Bei der Aberkennung von DDR-Opferrenten wegen Mitarbeit beim MfS oder anderen DDR-Sicherheitsorganen müssen Behörden prüfen, ob die IM-Tätigkeit freiwillig erfolgt ist. Das hat das brandenburgische Verfassungsgericht am Freitag in Potsdam entschieden. Bei der Rückforderung solcher Leistungen müssten Betroffene zudem gemäß europäischer Menschenrechtskonvention auch vor Gericht angehört werden.

Der betroffene Hans-Jürgen O. hatte zuvor vor Gericht erklärt, er sei zu dieser Tätigkeit erpresst worden. Das aber habe er vor keinem Gericht aussagen können, was er als Grundrechtsverletzung ansehe und weshalb er das Landesverfassungsgericht wegen Verletzung seiner Rechte anrufe. Laut Gericht war O. insgesamt 88 Monate in Haft, zumeist wegen versuchter Republikflucht.

»Wie soll jemand einen Beweis antreten, wenn nicht durch seine eigene Darstellung?«, fragte Verfassungsrichter Andreas Dresen. Als gerichtlicher Berichterstatter legte er den ausnahmsweise öffentlich verhandelten Fall dar, wonach sich O. zu einer Zusammenarbeit mit der Kripoabteilung 1-IV verpflichtet hatte, um einer Strafverfolgung und drohender zehnjähriger Haftstrafe zu entgehen. Tatsächlich und nachweisbar hatte er in Folge Angaben über Mithäftlinge und später in Freiheit auch zu Fluchtabsichten und Westkontakten anderer Bürger gemacht. Weil dies bekannt wurde, verurteilten ihn Gerichte, nicht nur 18 000 Euro Haftentschädigung zurückzuzahlen, sondern auch 13 000 Euro Zinsen.

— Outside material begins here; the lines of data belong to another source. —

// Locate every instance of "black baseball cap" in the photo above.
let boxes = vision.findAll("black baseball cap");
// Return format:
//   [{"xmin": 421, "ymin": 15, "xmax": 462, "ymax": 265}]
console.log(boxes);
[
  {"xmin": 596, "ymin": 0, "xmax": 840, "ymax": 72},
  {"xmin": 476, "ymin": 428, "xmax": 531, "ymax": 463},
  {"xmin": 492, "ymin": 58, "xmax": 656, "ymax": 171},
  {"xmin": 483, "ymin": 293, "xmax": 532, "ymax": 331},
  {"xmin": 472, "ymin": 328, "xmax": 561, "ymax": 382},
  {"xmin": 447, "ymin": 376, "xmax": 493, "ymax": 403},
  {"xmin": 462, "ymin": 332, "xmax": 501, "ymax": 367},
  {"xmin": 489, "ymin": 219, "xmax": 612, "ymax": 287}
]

Zur Argumentation der Gerichte, in den Akten und auch in der Verpflichtungserklärung finde sich von einer erpresserischen Situation nichts, sagte gestern Vergangenheitsbeauftragte Ulrike Poppe, bei Anwerbesituationen seinerzeit sei eventuelles Druckpotenzial selten erwähnt worden, um die Zuverlässigkeit des künftigen Helfers nicht zu beeinträchtigen. Die Vertreter der Gerichte, deren Verhalten an diesem Tage zur Debatte stand, verwiesen auf die Rechtslage, der zufolge in solchen Fällen »in der Regel nicht mündlich anzuhören« sei. Man habe sich auf die Aktenlage zu stützen.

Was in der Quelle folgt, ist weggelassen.